Constantine conquered under the sign of the Cross. Patrick converted an island. Missionaries from Rome carried the faith to the farthest corners of the earth — to the jungles of South America, the shores of Japan, the plains of Africa, and the monasteries of China — often at the cost of their own lives. The Catholic Church did not merely survive the fall of empires. She outlasted every single one of them.
It is this Church — this inexhaustible, impossible, magnificent Church — that inspired the Protestant historian Thomas Babington Macaulay to write one of the most extraordinary passages in the English language:
Listen
Thomas Babington Macaulay, 1840
“There is not, and there never was on this earth, a work of human policy so well deserving of examination as the Roman Catholic Church. The history of that Church joins together the two great ages of human civilisation. No other institution is left standing which carries the mind back to the times when the smoke of sacrifice rose from the Pantheon, and when camelopards and tigers bounded in the Flavian amphitheatre.”
“The proudest royal houses are but of yesterday when compared with the line of the Supreme Pontiffs. That line we trace back in an unbroken series, from the Pope who crowned Napoleon in the nineteenth century to the Pope who crowned Pepin in the eighth; and far beyond the time of Pepin the august dynasty extends, till it is lost in the twilight of fable.

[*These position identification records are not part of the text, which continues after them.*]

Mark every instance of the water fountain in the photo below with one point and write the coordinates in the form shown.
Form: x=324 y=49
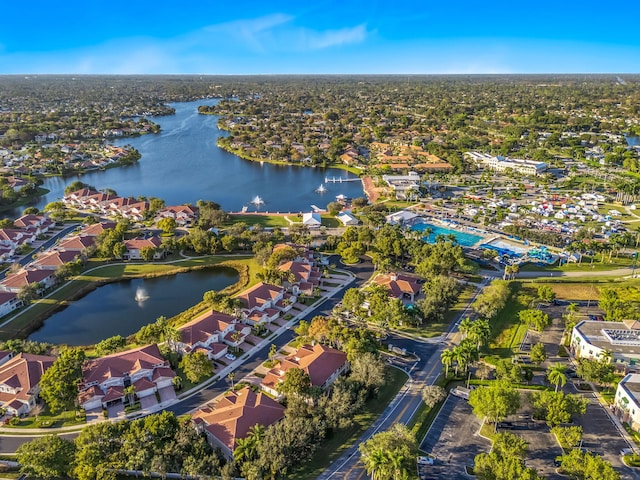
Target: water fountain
x=141 y=295
x=257 y=200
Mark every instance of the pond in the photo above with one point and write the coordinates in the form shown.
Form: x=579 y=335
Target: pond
x=121 y=308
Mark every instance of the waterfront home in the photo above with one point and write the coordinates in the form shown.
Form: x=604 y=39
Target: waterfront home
x=400 y=285
x=19 y=382
x=38 y=224
x=347 y=219
x=264 y=302
x=9 y=302
x=17 y=281
x=311 y=220
x=98 y=228
x=233 y=417
x=304 y=276
x=135 y=246
x=53 y=260
x=105 y=379
x=184 y=215
x=212 y=333
x=323 y=365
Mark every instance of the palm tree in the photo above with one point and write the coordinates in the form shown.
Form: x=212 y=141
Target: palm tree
x=446 y=357
x=376 y=463
x=556 y=375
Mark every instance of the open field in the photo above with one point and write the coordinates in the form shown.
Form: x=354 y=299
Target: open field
x=335 y=445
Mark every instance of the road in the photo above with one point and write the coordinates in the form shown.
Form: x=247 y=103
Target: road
x=362 y=272
x=425 y=371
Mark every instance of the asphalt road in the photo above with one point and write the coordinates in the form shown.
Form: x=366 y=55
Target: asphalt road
x=423 y=372
x=362 y=272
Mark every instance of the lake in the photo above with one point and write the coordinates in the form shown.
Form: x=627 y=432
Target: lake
x=183 y=164
x=112 y=309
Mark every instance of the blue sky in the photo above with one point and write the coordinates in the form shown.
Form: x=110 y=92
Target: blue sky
x=263 y=37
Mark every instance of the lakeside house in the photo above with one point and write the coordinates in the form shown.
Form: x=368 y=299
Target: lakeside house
x=104 y=379
x=9 y=302
x=212 y=333
x=323 y=365
x=263 y=303
x=304 y=276
x=184 y=215
x=19 y=381
x=400 y=285
x=134 y=247
x=17 y=281
x=233 y=417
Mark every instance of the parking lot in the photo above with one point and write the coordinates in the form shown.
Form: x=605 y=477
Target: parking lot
x=453 y=440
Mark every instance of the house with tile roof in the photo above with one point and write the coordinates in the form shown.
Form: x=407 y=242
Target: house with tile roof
x=135 y=245
x=9 y=302
x=233 y=417
x=263 y=303
x=184 y=215
x=19 y=381
x=400 y=285
x=17 y=281
x=76 y=243
x=323 y=365
x=54 y=259
x=104 y=379
x=212 y=333
x=304 y=276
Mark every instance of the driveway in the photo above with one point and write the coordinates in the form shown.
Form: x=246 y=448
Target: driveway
x=453 y=440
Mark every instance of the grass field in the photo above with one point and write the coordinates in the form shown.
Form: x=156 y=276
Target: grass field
x=334 y=446
x=264 y=220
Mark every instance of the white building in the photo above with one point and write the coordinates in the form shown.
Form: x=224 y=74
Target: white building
x=627 y=400
x=591 y=339
x=500 y=164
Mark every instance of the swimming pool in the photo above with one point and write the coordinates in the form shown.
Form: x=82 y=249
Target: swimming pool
x=464 y=239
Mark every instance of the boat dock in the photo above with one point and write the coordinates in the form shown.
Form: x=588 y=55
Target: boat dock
x=340 y=179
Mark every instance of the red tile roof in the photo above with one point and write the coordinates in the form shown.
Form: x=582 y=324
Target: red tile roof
x=236 y=413
x=204 y=326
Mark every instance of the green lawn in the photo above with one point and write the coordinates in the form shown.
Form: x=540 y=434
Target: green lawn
x=334 y=446
x=506 y=329
x=46 y=420
x=264 y=220
x=26 y=321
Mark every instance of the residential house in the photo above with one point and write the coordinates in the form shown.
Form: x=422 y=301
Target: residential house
x=19 y=381
x=38 y=224
x=233 y=417
x=311 y=220
x=305 y=276
x=400 y=285
x=77 y=243
x=96 y=229
x=9 y=302
x=135 y=245
x=17 y=281
x=263 y=303
x=323 y=365
x=212 y=333
x=54 y=259
x=347 y=219
x=104 y=379
x=184 y=215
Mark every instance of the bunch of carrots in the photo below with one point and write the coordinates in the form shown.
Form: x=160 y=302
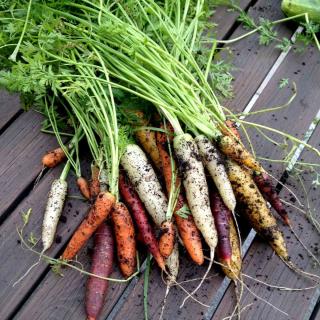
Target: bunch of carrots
x=173 y=170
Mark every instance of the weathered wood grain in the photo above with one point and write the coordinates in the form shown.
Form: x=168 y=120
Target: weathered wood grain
x=263 y=265
x=9 y=107
x=14 y=260
x=250 y=71
x=73 y=307
x=22 y=147
x=208 y=290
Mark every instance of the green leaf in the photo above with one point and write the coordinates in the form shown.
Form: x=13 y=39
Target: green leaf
x=26 y=216
x=283 y=83
x=184 y=212
x=284 y=45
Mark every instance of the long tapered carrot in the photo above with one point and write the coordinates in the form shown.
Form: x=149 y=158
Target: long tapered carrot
x=235 y=150
x=229 y=128
x=147 y=139
x=97 y=214
x=125 y=239
x=228 y=249
x=265 y=186
x=94 y=183
x=187 y=229
x=167 y=239
x=84 y=188
x=136 y=207
x=53 y=158
x=102 y=260
x=256 y=210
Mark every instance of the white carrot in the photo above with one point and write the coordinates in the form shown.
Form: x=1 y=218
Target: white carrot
x=194 y=181
x=213 y=161
x=195 y=184
x=54 y=208
x=145 y=182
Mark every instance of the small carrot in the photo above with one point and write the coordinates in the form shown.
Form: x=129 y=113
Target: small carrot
x=102 y=260
x=53 y=158
x=84 y=187
x=132 y=200
x=167 y=238
x=187 y=229
x=267 y=189
x=97 y=214
x=229 y=128
x=256 y=210
x=125 y=239
x=94 y=183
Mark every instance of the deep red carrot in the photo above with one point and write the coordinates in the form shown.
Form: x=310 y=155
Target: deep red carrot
x=53 y=158
x=97 y=214
x=167 y=239
x=221 y=218
x=186 y=227
x=132 y=200
x=102 y=260
x=94 y=183
x=264 y=183
x=228 y=248
x=125 y=239
x=84 y=187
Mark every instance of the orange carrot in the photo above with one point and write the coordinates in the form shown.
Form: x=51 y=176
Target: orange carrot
x=97 y=214
x=235 y=150
x=84 y=187
x=94 y=183
x=102 y=260
x=125 y=239
x=187 y=229
x=132 y=200
x=167 y=239
x=53 y=158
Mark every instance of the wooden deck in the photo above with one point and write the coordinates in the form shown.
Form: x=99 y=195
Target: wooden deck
x=43 y=295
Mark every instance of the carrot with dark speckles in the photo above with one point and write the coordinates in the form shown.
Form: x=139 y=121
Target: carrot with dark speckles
x=187 y=229
x=235 y=150
x=102 y=260
x=125 y=239
x=84 y=188
x=255 y=208
x=267 y=189
x=229 y=128
x=94 y=183
x=167 y=239
x=136 y=207
x=53 y=158
x=228 y=249
x=97 y=214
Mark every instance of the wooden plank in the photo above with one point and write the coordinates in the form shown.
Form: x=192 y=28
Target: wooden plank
x=225 y=19
x=209 y=289
x=262 y=264
x=73 y=304
x=67 y=301
x=250 y=71
x=9 y=107
x=15 y=260
x=22 y=146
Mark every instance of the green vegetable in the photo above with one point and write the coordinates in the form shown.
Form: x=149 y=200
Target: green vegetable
x=295 y=7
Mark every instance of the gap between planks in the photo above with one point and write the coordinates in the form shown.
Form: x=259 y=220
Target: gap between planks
x=248 y=241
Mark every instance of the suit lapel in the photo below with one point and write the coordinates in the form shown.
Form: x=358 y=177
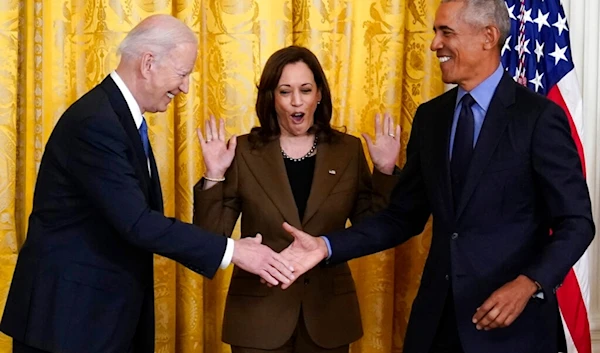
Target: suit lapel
x=441 y=139
x=267 y=167
x=494 y=125
x=332 y=160
x=120 y=107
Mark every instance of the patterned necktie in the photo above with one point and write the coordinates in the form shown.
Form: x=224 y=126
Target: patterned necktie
x=144 y=135
x=463 y=146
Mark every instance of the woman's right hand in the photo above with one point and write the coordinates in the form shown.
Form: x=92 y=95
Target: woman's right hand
x=216 y=151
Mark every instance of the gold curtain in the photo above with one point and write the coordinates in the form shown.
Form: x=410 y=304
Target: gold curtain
x=375 y=54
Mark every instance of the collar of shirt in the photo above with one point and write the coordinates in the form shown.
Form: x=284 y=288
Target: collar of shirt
x=134 y=108
x=482 y=94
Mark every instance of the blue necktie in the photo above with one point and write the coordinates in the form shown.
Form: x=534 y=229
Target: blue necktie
x=463 y=146
x=144 y=135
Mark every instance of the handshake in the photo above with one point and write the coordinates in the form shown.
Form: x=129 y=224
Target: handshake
x=282 y=268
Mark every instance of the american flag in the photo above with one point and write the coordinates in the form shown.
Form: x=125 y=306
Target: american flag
x=537 y=54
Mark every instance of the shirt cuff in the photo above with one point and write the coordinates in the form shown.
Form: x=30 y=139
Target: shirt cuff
x=228 y=254
x=328 y=244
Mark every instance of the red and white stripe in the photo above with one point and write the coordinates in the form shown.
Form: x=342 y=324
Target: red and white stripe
x=574 y=294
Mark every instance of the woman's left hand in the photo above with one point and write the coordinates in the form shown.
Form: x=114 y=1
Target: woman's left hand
x=385 y=148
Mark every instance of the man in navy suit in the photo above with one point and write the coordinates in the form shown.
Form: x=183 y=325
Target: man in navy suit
x=84 y=277
x=496 y=166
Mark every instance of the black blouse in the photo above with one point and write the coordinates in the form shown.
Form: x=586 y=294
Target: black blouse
x=300 y=175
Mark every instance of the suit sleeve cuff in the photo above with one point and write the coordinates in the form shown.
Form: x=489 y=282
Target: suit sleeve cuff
x=328 y=244
x=228 y=254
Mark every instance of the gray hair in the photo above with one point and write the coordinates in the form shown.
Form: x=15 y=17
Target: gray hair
x=158 y=34
x=487 y=12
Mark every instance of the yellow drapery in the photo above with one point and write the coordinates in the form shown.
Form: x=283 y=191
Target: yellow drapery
x=375 y=54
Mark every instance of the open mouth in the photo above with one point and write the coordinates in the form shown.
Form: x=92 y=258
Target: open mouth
x=297 y=117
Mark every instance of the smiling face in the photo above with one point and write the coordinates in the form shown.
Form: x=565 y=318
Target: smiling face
x=463 y=49
x=296 y=99
x=168 y=76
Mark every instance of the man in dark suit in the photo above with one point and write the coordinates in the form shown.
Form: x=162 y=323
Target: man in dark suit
x=84 y=277
x=496 y=166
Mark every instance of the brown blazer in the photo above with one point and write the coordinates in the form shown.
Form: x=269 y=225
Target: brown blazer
x=257 y=186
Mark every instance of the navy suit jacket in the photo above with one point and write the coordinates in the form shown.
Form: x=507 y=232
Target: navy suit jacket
x=84 y=277
x=525 y=178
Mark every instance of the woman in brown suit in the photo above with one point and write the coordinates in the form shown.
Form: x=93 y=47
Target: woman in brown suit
x=294 y=168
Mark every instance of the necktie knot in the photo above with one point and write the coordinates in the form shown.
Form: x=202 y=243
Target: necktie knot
x=468 y=101
x=144 y=136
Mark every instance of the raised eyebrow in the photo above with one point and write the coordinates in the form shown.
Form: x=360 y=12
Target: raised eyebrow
x=442 y=28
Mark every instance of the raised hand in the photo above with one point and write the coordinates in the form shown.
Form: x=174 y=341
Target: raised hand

The republic of Venice came next in antiquity. But the republic of Venice was modern when compared with the Papacy; and the republic of Venice is gone, and the Papacy remains. The Papacy remains, not in decay, not a mere antique, but full of life and youthful vigour.”
“The Catholic Church is still sending forth to the farthest ends of the world missionaries as zealous as those who landed in Kent with Augustin, and still confronting hostile kings with the same spirit with which she confronted Attila. The number of her children is greater than in any former age. Her acquisitions in the New World have more than compensated for what she has lost in the Old.”
“Nor do we see any sign which indicates that the term of her long dominion is approaching. She saw the commencement of all the governments and of all the ecclesiastical establishments that now exist in the world; and we feel no assurance that she is not destined to see the end of them all. She was great and respected before the Saxon had set foot on Britain, before the Frank had passed the Rhine, when Grecian eloquence still flourished at Antioch, when idols were still worshipped in the temple of Mecca. And she may still exist in undiminished vigour when some traveller from New Zealand shall, in the midst of a vast solitude, take his stand on a broken arch of London Bridge to sketch the ruins of St. Paul’s.”